Jack Benny BookDec 6, 2023–As I grow wiser, I believe more and more that art and beauty lie within the spaces between.

Graphic designers refer to it as “white space.” Given a 3-inch by 4-inch ad border, for example, amateurs tend to cram it with images and copy. Experienced designers will leave empty areas. This spare arrangement brings emphasis to the important visual elements. Less really is more.

Same in music. Attend any amateur music jam session, and chances are you will hear six guitarists flailing away on open C and G chords. Listen to any good jazz or country combo, and you will notice the guitarist playing barre chords at intervals. Often, they will not make any sound at all. They are allowing the music to breathe.

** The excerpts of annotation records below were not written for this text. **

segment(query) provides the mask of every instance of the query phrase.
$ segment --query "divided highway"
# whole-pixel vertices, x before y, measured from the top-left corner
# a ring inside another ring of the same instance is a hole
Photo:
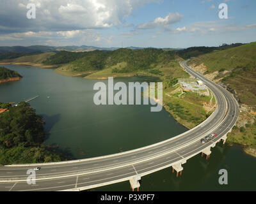
[[[201,124],[168,140],[122,153],[68,162],[1,166],[0,191],[88,189],[131,180],[183,164],[213,147],[235,125],[239,115],[238,104],[227,90],[191,69],[186,62],[180,65],[204,82],[218,103],[215,112]],[[216,133],[217,137],[202,144],[200,139],[211,133]],[[28,185],[27,170],[37,166],[42,169],[36,171],[36,184]]]

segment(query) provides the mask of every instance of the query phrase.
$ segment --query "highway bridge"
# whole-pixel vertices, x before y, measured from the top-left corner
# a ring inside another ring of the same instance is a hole
[[[16,164],[0,167],[0,191],[83,191],[129,180],[132,190],[140,187],[143,176],[166,168],[181,174],[182,164],[198,154],[209,157],[211,149],[227,139],[239,115],[236,100],[227,91],[187,66],[180,65],[211,90],[218,106],[212,114],[189,131],[152,145],[90,159],[59,163]],[[216,133],[217,136],[202,144],[200,140]],[[36,184],[26,182],[28,169],[40,166]]]

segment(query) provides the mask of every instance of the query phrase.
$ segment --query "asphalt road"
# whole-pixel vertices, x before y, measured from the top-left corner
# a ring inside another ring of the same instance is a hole
[[[84,190],[128,180],[187,160],[220,140],[237,120],[237,103],[227,91],[190,69],[186,62],[181,65],[204,82],[218,102],[215,112],[202,124],[182,135],[129,152],[69,163],[0,167],[0,191]],[[200,139],[211,133],[217,137],[202,144]],[[36,184],[28,185],[27,170],[37,166],[42,169],[36,171]]]

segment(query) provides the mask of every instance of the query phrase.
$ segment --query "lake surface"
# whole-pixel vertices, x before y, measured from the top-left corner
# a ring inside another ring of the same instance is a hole
[[[106,105],[93,103],[93,85],[99,80],[64,76],[52,69],[6,65],[19,72],[19,82],[0,84],[0,101],[19,102],[39,95],[29,102],[44,116],[49,132],[45,143],[68,149],[77,159],[117,153],[161,142],[187,131],[165,110],[151,112],[150,105]],[[132,77],[115,81],[128,82],[152,78]],[[103,81],[107,84],[107,80]],[[49,98],[48,98],[49,97]],[[199,155],[183,165],[182,177],[170,168],[142,178],[141,191],[255,191],[256,159],[241,147],[218,144],[211,159]],[[228,172],[228,184],[218,183],[218,171]],[[130,191],[128,182],[95,191]]]

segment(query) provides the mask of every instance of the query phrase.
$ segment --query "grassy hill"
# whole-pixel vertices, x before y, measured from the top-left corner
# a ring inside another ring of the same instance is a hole
[[[228,140],[246,145],[247,152],[256,149],[256,42],[200,55],[190,64],[235,93],[242,112]]]
[[[22,77],[17,72],[8,69],[3,66],[0,67],[0,80],[15,77]]]
[[[59,53],[58,58],[61,55],[68,54],[72,58],[78,59],[62,66],[59,70],[70,72],[74,74],[79,73],[99,71],[104,69],[110,69],[113,73],[125,73],[136,72],[137,71],[147,70],[156,67],[156,64],[170,62],[174,59],[174,54],[171,52],[165,52],[162,50],[147,48],[143,50],[131,50],[121,48],[115,51],[104,52],[95,50],[85,53]],[[45,63],[56,62],[52,56]],[[62,57],[63,60],[58,61],[60,64],[65,62],[66,58]],[[122,64],[120,66],[120,63]],[[125,64],[124,66],[123,65]]]

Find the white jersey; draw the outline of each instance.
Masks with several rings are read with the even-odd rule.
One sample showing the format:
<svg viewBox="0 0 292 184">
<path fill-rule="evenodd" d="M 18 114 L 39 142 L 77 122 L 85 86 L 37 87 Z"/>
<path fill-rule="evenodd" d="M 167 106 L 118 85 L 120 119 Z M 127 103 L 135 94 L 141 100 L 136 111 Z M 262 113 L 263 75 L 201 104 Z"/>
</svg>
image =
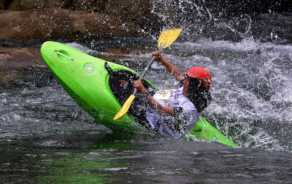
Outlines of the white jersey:
<svg viewBox="0 0 292 184">
<path fill-rule="evenodd" d="M 178 138 L 187 132 L 189 131 L 198 122 L 200 113 L 189 99 L 182 94 L 183 87 L 178 89 L 167 89 L 157 91 L 153 96 L 153 98 L 157 102 L 165 107 L 182 108 L 183 113 L 186 114 L 187 121 L 183 121 L 183 124 L 180 124 L 180 127 L 184 127 L 182 131 L 178 132 L 173 131 L 165 123 L 167 117 L 160 116 L 156 114 L 148 105 L 146 111 L 146 118 L 149 122 L 153 129 L 159 124 L 159 133 L 165 136 L 171 135 L 176 138 Z M 175 117 L 175 118 L 178 117 Z"/>
</svg>

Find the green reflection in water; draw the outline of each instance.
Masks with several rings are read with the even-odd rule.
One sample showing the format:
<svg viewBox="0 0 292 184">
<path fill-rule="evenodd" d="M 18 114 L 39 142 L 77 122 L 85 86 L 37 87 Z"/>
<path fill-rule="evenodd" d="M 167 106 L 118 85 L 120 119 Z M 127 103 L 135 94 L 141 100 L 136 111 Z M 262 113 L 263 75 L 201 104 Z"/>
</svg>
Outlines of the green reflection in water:
<svg viewBox="0 0 292 184">
<path fill-rule="evenodd" d="M 109 183 L 114 180 L 105 171 L 124 166 L 106 162 L 110 157 L 103 154 L 105 150 L 88 150 L 86 153 L 54 153 L 42 157 L 41 183 Z"/>
</svg>

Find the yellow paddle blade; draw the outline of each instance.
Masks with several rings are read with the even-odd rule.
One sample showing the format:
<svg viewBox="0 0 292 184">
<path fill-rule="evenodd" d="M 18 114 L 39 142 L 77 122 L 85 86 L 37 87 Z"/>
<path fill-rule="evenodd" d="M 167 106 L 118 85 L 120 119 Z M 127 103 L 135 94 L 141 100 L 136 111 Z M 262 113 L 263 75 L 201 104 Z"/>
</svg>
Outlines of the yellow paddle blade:
<svg viewBox="0 0 292 184">
<path fill-rule="evenodd" d="M 134 100 L 134 99 L 135 98 L 135 96 L 133 95 L 131 95 L 130 97 L 127 99 L 126 102 L 124 104 L 124 105 L 123 106 L 122 108 L 121 109 L 120 111 L 119 111 L 117 114 L 116 115 L 116 116 L 114 118 L 114 120 L 117 119 L 121 117 L 124 115 L 129 110 L 130 106 L 131 106 L 132 103 Z"/>
<path fill-rule="evenodd" d="M 158 47 L 165 48 L 173 43 L 180 33 L 181 29 L 177 29 L 164 32 L 158 39 Z"/>
</svg>

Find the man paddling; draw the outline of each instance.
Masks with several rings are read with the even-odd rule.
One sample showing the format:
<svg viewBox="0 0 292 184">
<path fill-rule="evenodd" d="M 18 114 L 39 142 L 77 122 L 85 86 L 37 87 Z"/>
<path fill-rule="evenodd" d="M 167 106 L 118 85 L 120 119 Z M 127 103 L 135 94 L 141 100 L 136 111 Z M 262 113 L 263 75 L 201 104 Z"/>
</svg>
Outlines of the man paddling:
<svg viewBox="0 0 292 184">
<path fill-rule="evenodd" d="M 211 75 L 205 69 L 195 67 L 184 73 L 185 77 L 175 66 L 162 56 L 159 51 L 152 57 L 161 62 L 169 73 L 180 82 L 177 90 L 157 91 L 149 95 L 140 81 L 133 85 L 144 94 L 148 104 L 146 118 L 152 129 L 166 136 L 178 138 L 191 130 L 199 120 L 201 112 L 211 100 L 209 91 L 212 83 Z"/>
</svg>

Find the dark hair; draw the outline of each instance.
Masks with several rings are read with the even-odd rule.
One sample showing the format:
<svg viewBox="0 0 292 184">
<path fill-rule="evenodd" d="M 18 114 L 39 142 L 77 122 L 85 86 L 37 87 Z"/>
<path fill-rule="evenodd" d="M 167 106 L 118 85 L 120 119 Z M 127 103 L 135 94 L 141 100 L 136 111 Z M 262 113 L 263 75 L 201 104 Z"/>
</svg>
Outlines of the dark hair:
<svg viewBox="0 0 292 184">
<path fill-rule="evenodd" d="M 198 112 L 206 109 L 212 100 L 209 91 L 201 84 L 199 79 L 193 77 L 190 79 L 189 90 L 186 95 L 190 98 L 191 101 Z"/>
</svg>

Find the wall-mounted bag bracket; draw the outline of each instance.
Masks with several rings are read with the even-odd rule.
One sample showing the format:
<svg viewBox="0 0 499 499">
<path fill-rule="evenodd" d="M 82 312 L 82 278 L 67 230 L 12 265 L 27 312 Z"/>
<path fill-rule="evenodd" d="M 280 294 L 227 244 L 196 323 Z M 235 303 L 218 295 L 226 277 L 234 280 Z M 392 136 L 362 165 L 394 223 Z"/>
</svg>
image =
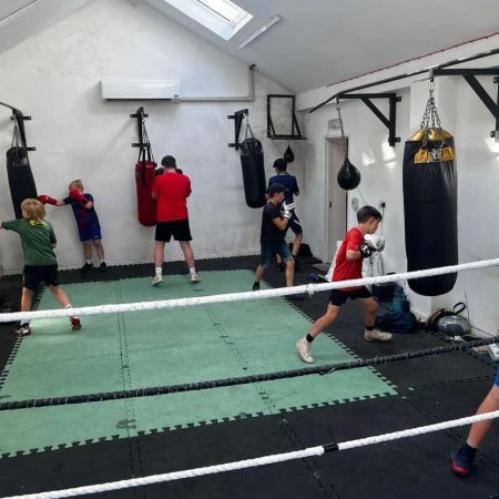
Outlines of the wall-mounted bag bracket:
<svg viewBox="0 0 499 499">
<path fill-rule="evenodd" d="M 397 142 L 400 142 L 399 136 L 396 135 L 396 124 L 397 124 L 397 102 L 401 101 L 401 96 L 397 96 L 394 92 L 381 92 L 381 93 L 340 93 L 338 95 L 342 99 L 358 99 L 363 101 L 379 119 L 379 121 L 388 129 L 388 144 L 394 147 Z M 371 99 L 387 99 L 388 100 L 388 118 L 383 114 L 381 111 L 371 102 Z"/>
<path fill-rule="evenodd" d="M 149 114 L 145 113 L 144 108 L 141 105 L 135 113 L 130 114 L 130 118 L 136 118 L 136 126 L 139 131 L 139 142 L 134 142 L 132 147 L 150 147 L 151 144 L 147 141 L 144 141 L 144 118 L 149 118 Z"/>
<path fill-rule="evenodd" d="M 486 108 L 492 113 L 496 119 L 496 130 L 490 132 L 491 138 L 499 139 L 499 85 L 497 91 L 496 102 L 483 89 L 481 83 L 477 80 L 477 77 L 496 77 L 493 83 L 499 81 L 499 68 L 477 68 L 477 69 L 435 69 L 435 77 L 462 77 L 466 82 L 471 86 L 475 93 L 483 102 Z"/>
<path fill-rule="evenodd" d="M 273 99 L 289 99 L 291 100 L 291 118 L 292 118 L 292 133 L 277 134 L 275 132 L 274 123 L 272 121 L 272 100 Z M 287 94 L 268 94 L 267 95 L 267 138 L 276 141 L 306 141 L 307 138 L 302 135 L 298 120 L 296 119 L 296 103 L 295 95 Z"/>
<path fill-rule="evenodd" d="M 227 120 L 234 120 L 234 142 L 228 144 L 230 147 L 234 147 L 236 151 L 240 149 L 240 132 L 241 125 L 243 123 L 244 116 L 248 115 L 247 109 L 242 109 L 241 111 L 236 111 L 234 114 L 230 114 Z"/>
</svg>

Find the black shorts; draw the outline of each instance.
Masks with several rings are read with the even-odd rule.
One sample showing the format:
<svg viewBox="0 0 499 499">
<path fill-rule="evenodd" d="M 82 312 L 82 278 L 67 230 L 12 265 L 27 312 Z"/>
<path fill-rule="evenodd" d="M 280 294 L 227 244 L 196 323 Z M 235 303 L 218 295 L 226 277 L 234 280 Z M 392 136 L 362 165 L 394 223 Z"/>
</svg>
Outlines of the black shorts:
<svg viewBox="0 0 499 499">
<path fill-rule="evenodd" d="M 329 295 L 329 303 L 340 307 L 348 298 L 370 298 L 373 295 L 366 286 L 358 287 L 357 289 L 352 289 L 349 292 L 344 292 L 342 289 L 332 289 Z"/>
<path fill-rule="evenodd" d="M 22 286 L 35 292 L 44 281 L 50 286 L 59 286 L 57 265 L 27 265 L 22 275 Z"/>
<path fill-rule="evenodd" d="M 156 223 L 156 241 L 169 243 L 172 235 L 175 241 L 192 241 L 189 218 Z"/>
<path fill-rule="evenodd" d="M 289 218 L 287 228 L 291 228 L 295 234 L 303 234 L 302 224 L 299 223 L 299 218 L 296 216 L 295 212 L 293 212 L 293 216 Z"/>
</svg>

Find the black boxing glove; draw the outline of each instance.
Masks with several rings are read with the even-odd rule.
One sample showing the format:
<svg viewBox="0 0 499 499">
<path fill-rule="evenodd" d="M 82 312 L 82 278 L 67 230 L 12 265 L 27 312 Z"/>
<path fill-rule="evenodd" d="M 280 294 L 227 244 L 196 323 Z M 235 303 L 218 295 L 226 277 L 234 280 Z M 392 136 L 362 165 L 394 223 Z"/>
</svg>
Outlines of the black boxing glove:
<svg viewBox="0 0 499 499">
<path fill-rule="evenodd" d="M 367 258 L 377 249 L 371 243 L 365 242 L 360 245 L 358 251 L 360 252 L 360 255 L 363 255 L 363 258 Z"/>
</svg>

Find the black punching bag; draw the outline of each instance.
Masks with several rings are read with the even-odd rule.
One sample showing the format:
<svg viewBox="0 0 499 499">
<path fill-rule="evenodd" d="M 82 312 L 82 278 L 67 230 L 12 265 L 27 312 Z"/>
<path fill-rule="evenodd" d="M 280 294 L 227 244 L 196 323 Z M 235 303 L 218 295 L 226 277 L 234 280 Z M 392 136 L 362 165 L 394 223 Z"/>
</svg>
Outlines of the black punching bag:
<svg viewBox="0 0 499 499">
<path fill-rule="evenodd" d="M 441 128 L 424 128 L 404 151 L 404 214 L 407 271 L 458 264 L 457 174 L 454 138 Z M 457 274 L 409 279 L 419 295 L 452 289 Z"/>
<path fill-rule="evenodd" d="M 289 144 L 287 145 L 287 149 L 284 153 L 284 160 L 286 161 L 286 163 L 293 163 L 295 161 L 295 153 L 291 149 Z"/>
<path fill-rule="evenodd" d="M 255 208 L 265 206 L 267 200 L 262 142 L 252 133 L 249 139 L 240 144 L 240 151 L 246 204 Z"/>
<path fill-rule="evenodd" d="M 345 191 L 356 189 L 360 183 L 360 172 L 345 157 L 337 175 L 338 185 Z"/>
<path fill-rule="evenodd" d="M 22 144 L 17 124 L 14 125 L 12 146 L 7 151 L 7 176 L 16 218 L 22 218 L 21 203 L 28 197 L 38 198 L 38 194 L 28 151 Z"/>
</svg>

The importance of space is also true in humor. Jack Benny, the popular vaudeville, radio, movie, and TV comedian was revered for his “timing,” as he addressed in his biography, “Sunday Nights at Seven” with Joan Benny.

First, Benny did not consider himself a comedian. Rather, he thought of himself an actor, playing a comedian. That is an important distinction, because it distances him from being simply a joke teller.

Benny often got his biggest laughs when saying nothing. If you ever saw him on TV, you’ll remember his slow turn to the audience, hand held to his chin, a bemused expression on his face, eyes slightly rolling. But on radio, audiences could only hear what he said, or, more accurately, what he didn’t say. The most famous moment was the scene where he was accosted by a robber. The robber’s line was, “Your money or your life.”

Benny, whose character was a dedicated miser, did not respond. After an uncomfortably long pause, the robber asked impatiently, “Your money or your life?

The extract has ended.